De censuur vóór publicatie werd in 2012 beëindigd te midden van een bredere reeks beleidswijzigingen, toen het leger instemde met meer politieke vrijheid. Journalisten die in ballingschap hadden geleefd en gewerkt voor media zoals de Democratic Voice of Burma, The Irrawaddy en Mizzima News, begonnen voorzichtig terug naar huis te keren.
De ontluikende persvrijheid van het land kwam echter onder druk te staan tijdens de regeringsperiode van Aung San Suu Kyi's Nationale Liga voor Democratie, die in 2016 aan de macht kwam als gevolg van de politieke hervormingen van het leger.
De regering van Aung San Suu Kyi zette journalisten gevangen en blokkeerde de toegang van onafhankelijke media tot politiek gevoelige gebieden, waaronder de staat Rakhine. Het leger voerde daar een brute campagne van etnische zuivering uit tegen de Rohingya-gemeenschap en wordt nu internationaal beschuldigd van genocide.
Maar de situatie voor onafhankelijke journalisten verslechterde dramatisch na de staatsgreep van 2021. Het leger trad gewelddadig op tegen vreedzame protesten tegen de machtsovername door de generaals, beperkte het internet, trok mediavergunningen in en arresteerde tientallen journalisten. Dit geweld leidde tot een gewapende opstand in heel Myanmar.

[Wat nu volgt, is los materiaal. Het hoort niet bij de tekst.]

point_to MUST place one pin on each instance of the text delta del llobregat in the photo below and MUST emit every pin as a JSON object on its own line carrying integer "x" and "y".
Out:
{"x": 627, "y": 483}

'Als wij hiermee stoppen, wie gaat zich dan nog met deze problemen bezighouden?'Shwe Phee Myay overwoog kort om naar Thailand te verhuizen toen de situatie na de staatsgreep verslechterde, maar de beheerders van de nieuwssite besloten in het land te blijven.
“Onze wil was om op ons eigen land te blijven”, aldus Mai Naw Dang, die tot voor kort redacteur was van vertalingen van het Birmees naar het Engels.
"Wij vonden dat we hier moesten zijn om nieuws te verzamelen en beeldmateriaal te verzamelen."
Hun werk kreeg een nieuwe intensiteit in oktober 2023, toen een alliantie van etnische gewapende organisaties een verrassingsaanval uitvoerde op militaire posten in de staat Shan, vlak bij de grens met China.
Het offensief markeerde een enorme escalatie in het conflict in Myanmar; het leger, dat hierdoor aanzienlijk grondgebied verloor, reageerde met luchtaanvallen, clustermunitie en beschietingen. Binnen twee maanden waren meer dan 500.000 mensen ontheemd geraakt door de gevechten.
Omdat er maar weinig journalisten van buitenaf in de noordelijke deelstaat Shan konden reizen, was Shwe Phee Myay bij uitstek geschikt om verslag te doen van de crisis.
In januari dit jaar kreeg Shwe Phee Myay ook te horen dat de in november goedgekeurde USAID-fondsen niet meer zouden komen. Sindsdien heeft de organisatie de veldrapportage verminderd, trainingen geannuleerd en de productie van videonieuws teruggeschroefd.
"We nemen risico's door te berichten over de impact van de oorlog op mensen, maar onze inspanningen lijken niet erkend te worden", aldus hoofdredacteur Mai Rukaw.
"Hoewel we ter plaatse over een sterke personeelsbasis beschikken, staan we voor aanzienlijke uitdagingen bij het verkrijgen van financiering om ons werk voort te zetten."
Tijdens personeelsvergaderingen opperde Mai Rukaw met zijn collega's de mogelijkheid om Shwe Phee Myay te sluiten.
Hun reactie, zei hij, was om door te gaan, zelfs als het geld op zou zijn.
"We vragen ons altijd af: als wij ermee stoppen, wie gaat zich dan nog met deze problemen bezighouden?", zei hij.
“Die vraag zorgt ervoor dat we vooruitgaan.”